Backstory: The Legend of the Dancing Bear

The Shpola Zeide was legendary for his love for the fellow Jews. One day he heard that a Jew was thrown to a dungeon by a local poretz  (noble landowner) for not being able to pay his rent.

This particular poretz  was known to starve his prisoners and then force them into a dance competition with a Cossack soldier while wearing a heavy bearskin. If the Jew collapsed first, it meant he was guilty and would be whipped to death. If the Cossack fell first, the Jew would go free.

Of course, no Jew stood a chance. The Cossacks were well-trained, powerful horsemen and athletic dancers with tremendous energy.

The next morning, the guards arrived to bring the prisoner to the dance-off. They threw a bearskin into the dungeon, waited for the prisoner to don the skin and hauled him up with a rope. But they did not know that the Shpoler Zeide had secretly switched places with the prisoner.

The “prisoner” was led to the Great House of the nobles, where a drinking party was in full swing. Everyone hooted and jeered when he came in. The band started to play and the Cossack danced.

And the Jew danced.

People were surprised to see that they were evenly matched. The Cossack danced again, and the Jew in the bear suit danced as well. Hours passed as the band played song after song. Never had a Jew danced so hard and so excellently. Never before had a Cossack met his match.

By now the guests had stopped laughing and sat there stunned.

Finally the musicians got tired, and even the Cossack dancer was willing to stop. Not so the Jew - who was really the Shpoler Zeide - under the bear skin, singing the niggun (Chassidic melody) he had been taught ('Hop Cozzack'), and dancing as he had never danced before!

The band picked up with renewed vigor, and the tune accelerated rapidly.

"Hop Cozzack" the Shpola Zeide cried ('Jump, Cossack!)', swinging his arms and kicking his feet, as he continued to dance with astonishing ease. Suddenly the Cossack dancer's cruel heart gave out and he fell to the ground, dead. This is how the Shpola Zeide won "The Bear Dance," and his fellow Jew was freed from prison.

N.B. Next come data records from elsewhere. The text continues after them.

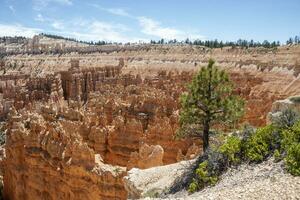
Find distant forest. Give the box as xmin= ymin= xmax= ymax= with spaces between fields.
xmin=41 ymin=33 xmax=300 ymax=48
xmin=0 ymin=33 xmax=300 ymax=48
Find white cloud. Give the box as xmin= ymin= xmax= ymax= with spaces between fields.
xmin=0 ymin=24 xmax=42 ymax=37
xmin=137 ymin=17 xmax=204 ymax=40
xmin=89 ymin=4 xmax=131 ymax=17
xmin=106 ymin=8 xmax=130 ymax=17
xmin=51 ymin=21 xmax=64 ymax=30
xmin=34 ymin=14 xmax=46 ymax=22
xmin=32 ymin=0 xmax=73 ymax=11
xmin=8 ymin=5 xmax=16 ymax=14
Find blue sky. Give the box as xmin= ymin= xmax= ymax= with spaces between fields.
xmin=0 ymin=0 xmax=300 ymax=42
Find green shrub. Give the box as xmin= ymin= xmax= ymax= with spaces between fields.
xmin=271 ymin=108 xmax=300 ymax=129
xmin=245 ymin=125 xmax=274 ymax=162
xmin=281 ymin=122 xmax=300 ymax=150
xmin=281 ymin=122 xmax=300 ymax=176
xmin=273 ymin=149 xmax=282 ymax=162
xmin=188 ymin=161 xmax=218 ymax=193
xmin=219 ymin=136 xmax=242 ymax=164
xmin=285 ymin=143 xmax=300 ymax=176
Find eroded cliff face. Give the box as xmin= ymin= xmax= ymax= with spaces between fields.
xmin=4 ymin=105 xmax=126 ymax=200
xmin=0 ymin=44 xmax=300 ymax=199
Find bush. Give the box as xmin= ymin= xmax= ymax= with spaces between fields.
xmin=281 ymin=122 xmax=300 ymax=176
xmin=219 ymin=136 xmax=242 ymax=164
xmin=188 ymin=161 xmax=218 ymax=193
xmin=245 ymin=125 xmax=275 ymax=162
xmin=285 ymin=143 xmax=300 ymax=176
xmin=273 ymin=149 xmax=282 ymax=162
xmin=271 ymin=109 xmax=299 ymax=129
xmin=281 ymin=122 xmax=300 ymax=150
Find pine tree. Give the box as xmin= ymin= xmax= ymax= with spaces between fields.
xmin=177 ymin=59 xmax=244 ymax=152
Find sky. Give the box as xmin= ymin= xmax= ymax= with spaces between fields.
xmin=0 ymin=0 xmax=300 ymax=42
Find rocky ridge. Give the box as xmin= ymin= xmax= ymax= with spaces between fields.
xmin=0 ymin=43 xmax=300 ymax=199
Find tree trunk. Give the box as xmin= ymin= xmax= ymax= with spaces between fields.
xmin=203 ymin=121 xmax=209 ymax=153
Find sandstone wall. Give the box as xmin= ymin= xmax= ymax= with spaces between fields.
xmin=4 ymin=110 xmax=126 ymax=200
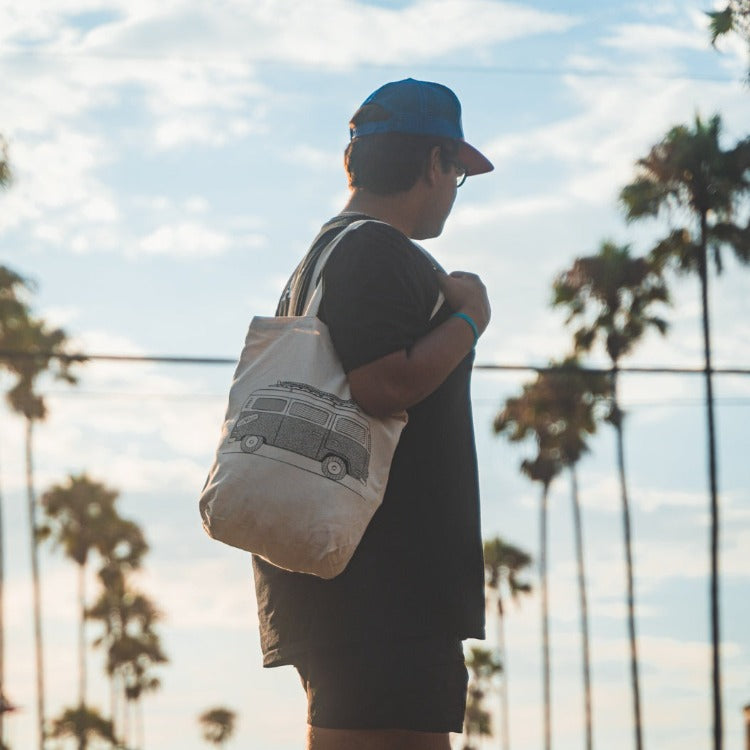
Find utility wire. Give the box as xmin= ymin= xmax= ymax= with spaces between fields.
xmin=0 ymin=349 xmax=750 ymax=375
xmin=0 ymin=48 xmax=742 ymax=83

Backstory: Dr. Jeffrey Paull’s Family Tree

The escape room dramatizes the genealogical discoveries made by Dr. Jeffrey Mark Paull in his quest to reconnect with his family’s long-lost noble heritage. Paull captured his experiences in a volume called "A Noble Heritage." The stranger-than-fiction, but true, plot weaves genealogy, Jewish history, sacrifices and miracles.